There is often a lot of hype and a lot of expectation generated in the process of selling the “new system”, both from external and internal parties, as the motivations and business cases run their merry courses. Consequently, prior to every new system implementation, we hear common expectations expressed such as “the data quality will be better” and “we will have a 360deg view of our customer”. Well this does not just happen and the new technology never magically “sorts the data out”: left to its own devices the data in the target will be as good, as bad and as fragmented as it is in the source! Complicating this situation is the fact that the System Integrator (SI) selected for the implementation will, even though they may take on the actual data migration, explicitly exclude the resolution of data quality problems from their project charter. They will leave it up to you, the client to sort out (as if you don’t already have enough to do!)
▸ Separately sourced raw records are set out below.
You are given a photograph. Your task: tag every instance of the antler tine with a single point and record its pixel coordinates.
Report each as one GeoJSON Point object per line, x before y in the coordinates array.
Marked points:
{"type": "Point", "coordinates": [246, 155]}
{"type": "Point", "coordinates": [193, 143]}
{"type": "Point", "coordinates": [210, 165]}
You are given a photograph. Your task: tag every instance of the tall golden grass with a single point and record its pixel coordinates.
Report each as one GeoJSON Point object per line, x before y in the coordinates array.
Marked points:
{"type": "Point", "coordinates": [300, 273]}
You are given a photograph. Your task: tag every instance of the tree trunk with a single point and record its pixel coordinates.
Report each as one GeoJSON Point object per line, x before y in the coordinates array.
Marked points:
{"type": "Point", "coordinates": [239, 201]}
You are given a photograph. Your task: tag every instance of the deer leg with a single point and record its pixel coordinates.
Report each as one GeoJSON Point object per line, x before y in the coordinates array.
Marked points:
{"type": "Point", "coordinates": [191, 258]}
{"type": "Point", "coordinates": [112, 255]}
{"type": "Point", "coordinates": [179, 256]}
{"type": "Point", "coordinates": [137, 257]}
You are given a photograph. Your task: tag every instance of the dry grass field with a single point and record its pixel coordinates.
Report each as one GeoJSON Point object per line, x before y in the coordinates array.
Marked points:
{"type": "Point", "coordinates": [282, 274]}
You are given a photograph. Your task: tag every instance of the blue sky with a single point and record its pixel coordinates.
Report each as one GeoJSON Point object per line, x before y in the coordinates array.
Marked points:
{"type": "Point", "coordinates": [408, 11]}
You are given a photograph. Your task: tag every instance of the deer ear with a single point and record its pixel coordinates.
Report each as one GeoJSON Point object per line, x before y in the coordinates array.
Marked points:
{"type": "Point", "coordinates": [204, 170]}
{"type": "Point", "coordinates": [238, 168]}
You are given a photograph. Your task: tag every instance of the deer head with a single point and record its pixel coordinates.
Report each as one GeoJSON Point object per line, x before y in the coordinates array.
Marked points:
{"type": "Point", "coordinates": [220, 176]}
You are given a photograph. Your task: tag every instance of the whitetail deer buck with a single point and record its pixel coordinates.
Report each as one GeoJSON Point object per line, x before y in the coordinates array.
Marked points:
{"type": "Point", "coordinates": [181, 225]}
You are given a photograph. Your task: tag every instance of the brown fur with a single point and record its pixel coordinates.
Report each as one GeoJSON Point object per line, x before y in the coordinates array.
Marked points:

What we have seen works best is to outsource key aspects of the data migration and cleansing to professionals, and to contract directly with them rather than through the SI, so that they are working directly with you the client to address what are generally very complex issues. This also means profiling the data early and often, and putting into place systems, technology and processes that regularly validate data integrity and identify data quality problems that will cause the new system to fall short of the expected objectives, and those that will likely cause the data load into the target to simply fail. This requires careful articulation, management and alignment of business and data rules (to be covered in the fifth article in this series) across all activity, including not least extraction, exclusion, validation, cleansing, mapping and target front-end validation rules. These also need to be regularly made visible to the business via the Data Migration Working Group (see previous article: Mistake #2 “Not Involving Business Early Enough”) and then decisively dealt with through each iteration as the target evolves.

Another problem that regularly crops up is that most organisations expect to deal with data non-quality without specialised data quality tools. Whilst manual data quality resolution is usually always a part of a data migration, the extent thereof can be minimised by following a programmatic cleansing approach where possible. Especially with high data volumes or complex data problems (or typically a combination of both!) it will be impossible to adequately, predictably and consistently deal with data quality issues using home-grown SQL/Excel/Access type solutions. And often the objective to build a “single view” for the new system will require sophisticated match/merge algorithms that are generally only found in specialised data quality tools.

The bottom line is that data migration is not simply a “source to target mapping” exercise, and is not just about Extract Transform and Load (ETL), but about Extract Cleanse Transform and Load (ECTL). Ultimately a Data Migration sub-project needs to take a holistic approach that includes consideration of the high expectations of the organisation with regard to “better data” in the new application. Finally, don’t forget to also prevent the data quality problems from happening all over again in the new system, and therefore ensure that preventative measures that match the corrective ones taken during the cleansing, effectively protect the new database(s) from re-contamination.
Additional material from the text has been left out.